Designing materials one atom at a time

09-Mar-2018 - USA

Washington State University scientists have been awarded $1 million from the W.M. Keck Foundation to develop molecular machines that self-replicate, producing pounds of 100-percent pure material.

You read that right.

Their research is the first step towards a new paradigm in manufacturing where everything from smartphones to life-saving cancer drugs could be designed one atom at a time to exact specifications and then grown out of a vat.

"In the end, the product of this research is going to be a new field of science where we can make literally almost anything in a way only seen in nature," said James Brozik, the Donald and Marianna Matteson Distinguished Professor of chemistry at WSU. "This is the kind of research I dreamt about doing when I was an assistant professor 20 years ago and being able to actually do it is the opportunity of a lifetime."

The two principal investigators for the Keck grant, Brozik and Kerry Hipps, Regents Professor of chemistry, have decades of experience in molecular spectroscopy, single-molecule research and material science. Their team will include two postdoctoral fellows and two graduate students who will work full time on the interdisciplinary project for the next three years.

"This cutting-edge research is a prime example of the innovative work being done by our faculty in chemistry, as well as in units all across the WSU system, and contributes to our goal to be among the top 25 public research universities in the nation by 2030," said Larry Hufford, interim dean of the College of Arts and Sciences.

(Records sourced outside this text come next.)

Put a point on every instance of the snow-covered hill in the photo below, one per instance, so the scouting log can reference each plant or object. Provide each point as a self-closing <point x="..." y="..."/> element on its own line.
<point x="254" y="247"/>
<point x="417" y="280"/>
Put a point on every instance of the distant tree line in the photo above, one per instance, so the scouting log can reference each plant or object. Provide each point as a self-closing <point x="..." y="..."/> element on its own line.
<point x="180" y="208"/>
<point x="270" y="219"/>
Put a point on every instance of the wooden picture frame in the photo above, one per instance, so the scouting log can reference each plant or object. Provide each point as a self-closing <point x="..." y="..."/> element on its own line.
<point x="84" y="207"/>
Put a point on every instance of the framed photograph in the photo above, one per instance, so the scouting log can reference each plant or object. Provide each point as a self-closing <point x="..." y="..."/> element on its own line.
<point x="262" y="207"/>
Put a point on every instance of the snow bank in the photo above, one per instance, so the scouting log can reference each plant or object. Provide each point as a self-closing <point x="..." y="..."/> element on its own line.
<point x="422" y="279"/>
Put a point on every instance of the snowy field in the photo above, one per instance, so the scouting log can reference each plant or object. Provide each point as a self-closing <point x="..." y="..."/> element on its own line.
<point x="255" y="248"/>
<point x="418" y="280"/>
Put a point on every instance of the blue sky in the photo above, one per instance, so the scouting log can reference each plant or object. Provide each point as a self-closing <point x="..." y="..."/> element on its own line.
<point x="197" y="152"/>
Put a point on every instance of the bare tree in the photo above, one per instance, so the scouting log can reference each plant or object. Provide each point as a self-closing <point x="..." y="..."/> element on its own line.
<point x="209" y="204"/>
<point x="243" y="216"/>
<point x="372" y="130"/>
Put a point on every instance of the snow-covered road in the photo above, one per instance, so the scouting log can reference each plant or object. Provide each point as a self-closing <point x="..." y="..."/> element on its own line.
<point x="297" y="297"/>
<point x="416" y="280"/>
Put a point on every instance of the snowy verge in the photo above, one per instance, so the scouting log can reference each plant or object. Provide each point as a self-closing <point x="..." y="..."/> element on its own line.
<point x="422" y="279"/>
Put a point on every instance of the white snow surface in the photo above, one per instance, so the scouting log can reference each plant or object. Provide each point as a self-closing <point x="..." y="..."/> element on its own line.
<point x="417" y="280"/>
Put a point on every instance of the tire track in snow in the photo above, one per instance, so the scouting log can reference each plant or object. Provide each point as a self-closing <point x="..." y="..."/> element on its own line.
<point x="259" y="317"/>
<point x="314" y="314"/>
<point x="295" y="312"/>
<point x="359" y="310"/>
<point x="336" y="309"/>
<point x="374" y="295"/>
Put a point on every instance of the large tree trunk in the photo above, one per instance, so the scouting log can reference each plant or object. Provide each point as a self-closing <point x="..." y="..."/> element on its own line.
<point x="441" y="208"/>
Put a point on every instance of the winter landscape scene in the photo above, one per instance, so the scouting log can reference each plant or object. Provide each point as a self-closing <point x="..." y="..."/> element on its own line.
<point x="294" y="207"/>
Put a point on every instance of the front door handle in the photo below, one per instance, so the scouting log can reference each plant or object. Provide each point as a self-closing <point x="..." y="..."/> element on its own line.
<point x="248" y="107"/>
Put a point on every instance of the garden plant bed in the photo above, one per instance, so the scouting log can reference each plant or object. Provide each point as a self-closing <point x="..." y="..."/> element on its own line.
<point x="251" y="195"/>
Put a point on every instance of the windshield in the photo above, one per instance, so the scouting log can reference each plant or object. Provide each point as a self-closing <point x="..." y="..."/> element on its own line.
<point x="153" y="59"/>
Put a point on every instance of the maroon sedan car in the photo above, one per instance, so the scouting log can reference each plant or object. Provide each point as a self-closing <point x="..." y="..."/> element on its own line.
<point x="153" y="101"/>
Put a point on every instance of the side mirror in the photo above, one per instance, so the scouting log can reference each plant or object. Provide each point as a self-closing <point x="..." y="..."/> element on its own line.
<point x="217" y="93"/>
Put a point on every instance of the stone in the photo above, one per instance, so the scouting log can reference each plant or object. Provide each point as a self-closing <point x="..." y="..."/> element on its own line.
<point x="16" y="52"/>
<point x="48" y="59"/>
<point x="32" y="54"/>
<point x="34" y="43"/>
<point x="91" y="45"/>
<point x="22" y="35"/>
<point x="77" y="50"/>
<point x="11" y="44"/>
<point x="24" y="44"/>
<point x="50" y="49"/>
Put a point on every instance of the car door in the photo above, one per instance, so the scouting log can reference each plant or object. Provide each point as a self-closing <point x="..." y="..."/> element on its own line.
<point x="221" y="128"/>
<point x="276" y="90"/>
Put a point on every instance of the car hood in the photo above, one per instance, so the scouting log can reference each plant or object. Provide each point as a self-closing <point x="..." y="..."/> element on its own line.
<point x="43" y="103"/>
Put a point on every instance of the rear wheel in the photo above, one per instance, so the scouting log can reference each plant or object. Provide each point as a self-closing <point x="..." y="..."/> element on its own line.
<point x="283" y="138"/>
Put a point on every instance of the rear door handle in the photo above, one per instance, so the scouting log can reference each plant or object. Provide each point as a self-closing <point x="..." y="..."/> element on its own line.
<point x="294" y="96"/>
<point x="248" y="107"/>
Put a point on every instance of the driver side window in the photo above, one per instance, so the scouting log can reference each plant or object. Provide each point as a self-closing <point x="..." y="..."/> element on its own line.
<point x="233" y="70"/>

Building from the ground up

All life on Earth is made up of groups of atoms that form simple molecules, or monomers, that then band together to form larger, more complex molecules, or polymers.

For the last 30 years, scientists have been fascinated by the idea of using scanning probe microscopy, a technique to visualize and manipulate objects at the atomic level, to build precisely designed synthetic polymer materials and devices from the ground up, one atom at a time.

However, the challenge with this approach is that it takes far too long to build anything useful. Atoms are extremely small. Around five million of them can fit side by side on the tip of a pin. At current rates, it is estimated it would take 31-trillion centuries to build even the simplest real-world devices with current technology.

"There is currently no way in chemistry or engineering to make any kind of material 100-percent pure," Hipps said. "The notion of being able to create unlimited quantities of polymer materials with exactly the same lengths and exactly the same atomic sequences is nothing less than revolutionary."

Carving glyphs into stone

Hipps and Brozik have come up with a unique solution. The researchers plan to use scanning tunneling microscopy to painstakingly arrange individual molecules onto specially designed metal surfaces, forming templates for simple, self-replicating polymers. Their goal is to make around 1,000 of these templates, which will be designed to exponentially reproduce exact copies of themselves from chemical feed stock, resulting in very large quantities of material quickly.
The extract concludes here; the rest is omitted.